50 years after school inferno, scars remain

CHICAGO The fire on December 1, 1958, took the lives of 92 students and three nuns. Some burned to death. Others died of smoke inhalation or were trampled. Still others were killed when they jumped or were pushed or thrown from windows.

The disaster threw the city into mourning. And it left deep emotional scars that remain 50 years later.

A seventh grader at the time jumped from the second floor, broke his leg, but survived.

"I worked my way out to the window sill, and was actually standing on the window sill, and reached back to steady myself against the side of the building. It was a brick building, and the bricks burned my hand. It had gotten that hot inside the building by this point, and I literally almost fell off the window sill, I guess, and hit the ground," survivor Bob Early said.

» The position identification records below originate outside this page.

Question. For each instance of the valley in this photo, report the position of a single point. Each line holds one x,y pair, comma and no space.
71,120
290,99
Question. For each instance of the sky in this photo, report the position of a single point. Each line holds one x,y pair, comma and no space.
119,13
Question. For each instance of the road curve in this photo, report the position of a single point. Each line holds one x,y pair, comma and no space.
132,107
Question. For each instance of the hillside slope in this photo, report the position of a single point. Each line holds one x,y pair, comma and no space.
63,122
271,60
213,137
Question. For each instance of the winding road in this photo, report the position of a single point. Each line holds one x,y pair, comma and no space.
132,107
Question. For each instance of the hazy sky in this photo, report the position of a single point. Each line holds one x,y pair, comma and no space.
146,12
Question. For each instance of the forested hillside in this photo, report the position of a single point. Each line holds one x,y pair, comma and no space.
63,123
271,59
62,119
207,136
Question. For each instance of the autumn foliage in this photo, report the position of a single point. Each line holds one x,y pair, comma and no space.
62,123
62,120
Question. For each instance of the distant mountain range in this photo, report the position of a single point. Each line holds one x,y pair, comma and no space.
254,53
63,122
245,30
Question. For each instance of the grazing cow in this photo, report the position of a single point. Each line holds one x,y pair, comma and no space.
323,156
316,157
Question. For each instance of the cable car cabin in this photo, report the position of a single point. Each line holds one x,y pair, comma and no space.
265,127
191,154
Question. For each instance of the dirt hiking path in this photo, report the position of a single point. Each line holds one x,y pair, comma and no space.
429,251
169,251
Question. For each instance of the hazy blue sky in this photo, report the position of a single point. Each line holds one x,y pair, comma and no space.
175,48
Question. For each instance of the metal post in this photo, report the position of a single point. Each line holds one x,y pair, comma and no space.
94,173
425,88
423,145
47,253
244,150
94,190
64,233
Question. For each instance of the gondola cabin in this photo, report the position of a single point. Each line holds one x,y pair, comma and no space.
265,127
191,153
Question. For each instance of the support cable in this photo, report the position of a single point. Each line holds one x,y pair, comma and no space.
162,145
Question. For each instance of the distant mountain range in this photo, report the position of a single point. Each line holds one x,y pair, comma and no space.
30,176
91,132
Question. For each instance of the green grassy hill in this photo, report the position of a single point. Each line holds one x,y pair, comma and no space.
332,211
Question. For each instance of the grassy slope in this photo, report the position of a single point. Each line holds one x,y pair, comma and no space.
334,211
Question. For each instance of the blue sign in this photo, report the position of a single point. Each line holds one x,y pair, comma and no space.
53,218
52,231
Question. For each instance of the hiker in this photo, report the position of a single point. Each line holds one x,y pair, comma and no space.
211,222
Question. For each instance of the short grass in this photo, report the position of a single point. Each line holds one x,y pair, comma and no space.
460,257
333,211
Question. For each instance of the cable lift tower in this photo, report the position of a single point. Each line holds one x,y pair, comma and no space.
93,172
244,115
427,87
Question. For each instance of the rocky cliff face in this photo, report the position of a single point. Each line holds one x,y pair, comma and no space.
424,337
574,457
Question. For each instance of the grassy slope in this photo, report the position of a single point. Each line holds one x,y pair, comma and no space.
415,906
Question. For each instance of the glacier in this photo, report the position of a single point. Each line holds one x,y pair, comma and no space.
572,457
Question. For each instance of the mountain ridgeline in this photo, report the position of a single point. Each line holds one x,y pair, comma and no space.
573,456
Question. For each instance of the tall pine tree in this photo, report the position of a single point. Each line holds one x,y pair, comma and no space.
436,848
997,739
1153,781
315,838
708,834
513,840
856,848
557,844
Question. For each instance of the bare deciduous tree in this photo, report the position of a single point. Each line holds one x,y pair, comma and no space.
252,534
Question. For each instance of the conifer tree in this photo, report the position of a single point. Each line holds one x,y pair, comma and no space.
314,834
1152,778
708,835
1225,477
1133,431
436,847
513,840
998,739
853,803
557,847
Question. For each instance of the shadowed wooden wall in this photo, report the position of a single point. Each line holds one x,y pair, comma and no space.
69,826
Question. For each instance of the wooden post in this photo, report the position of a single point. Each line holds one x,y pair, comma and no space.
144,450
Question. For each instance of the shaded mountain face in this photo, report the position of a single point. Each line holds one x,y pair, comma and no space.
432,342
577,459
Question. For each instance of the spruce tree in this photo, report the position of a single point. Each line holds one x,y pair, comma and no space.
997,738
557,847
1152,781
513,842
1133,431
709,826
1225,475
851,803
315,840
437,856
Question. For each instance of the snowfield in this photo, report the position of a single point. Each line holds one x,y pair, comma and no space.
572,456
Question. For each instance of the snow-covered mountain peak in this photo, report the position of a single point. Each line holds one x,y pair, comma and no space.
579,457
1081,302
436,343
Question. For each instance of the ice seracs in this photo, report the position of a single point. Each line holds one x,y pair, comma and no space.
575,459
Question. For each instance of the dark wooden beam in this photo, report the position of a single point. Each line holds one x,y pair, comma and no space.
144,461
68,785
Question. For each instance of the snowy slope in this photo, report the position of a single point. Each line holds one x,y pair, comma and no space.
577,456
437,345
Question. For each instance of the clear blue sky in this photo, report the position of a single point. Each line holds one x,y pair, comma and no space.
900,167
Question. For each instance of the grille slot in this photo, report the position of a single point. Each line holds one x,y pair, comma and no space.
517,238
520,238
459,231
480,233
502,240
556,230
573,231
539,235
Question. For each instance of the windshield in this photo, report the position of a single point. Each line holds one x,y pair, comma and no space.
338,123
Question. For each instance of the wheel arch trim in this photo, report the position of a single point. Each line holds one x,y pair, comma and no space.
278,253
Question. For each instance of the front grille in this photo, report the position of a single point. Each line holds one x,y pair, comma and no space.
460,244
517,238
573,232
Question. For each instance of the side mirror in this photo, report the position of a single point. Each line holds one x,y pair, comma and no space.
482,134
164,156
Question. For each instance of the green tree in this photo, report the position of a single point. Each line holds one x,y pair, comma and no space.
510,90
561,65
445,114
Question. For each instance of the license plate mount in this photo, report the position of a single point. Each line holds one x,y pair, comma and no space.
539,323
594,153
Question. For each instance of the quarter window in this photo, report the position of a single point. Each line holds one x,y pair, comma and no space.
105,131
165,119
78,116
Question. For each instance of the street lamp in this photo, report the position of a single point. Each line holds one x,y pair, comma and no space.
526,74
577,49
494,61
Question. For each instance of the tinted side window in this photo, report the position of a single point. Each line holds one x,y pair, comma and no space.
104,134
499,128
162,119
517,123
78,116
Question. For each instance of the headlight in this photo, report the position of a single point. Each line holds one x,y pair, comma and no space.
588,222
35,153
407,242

"The grief was incredible. My mother was a funeral director for 50 years. It was the hardest thing she ever did in her life," said Maureen Sullivan, the daughter of funeral home operators.

A graveside ceremony was held Saturday in Mount Carmel cemetery in Hillside.

The victims' names will be read at the Mass at 2:30 p.m. Sunday at Holy Family Church located at 1080 W. Roosevelt Rd. in Chicago.

Holy Family houses a granite shrine that survivors of the fire built in 1999 to remember those who died.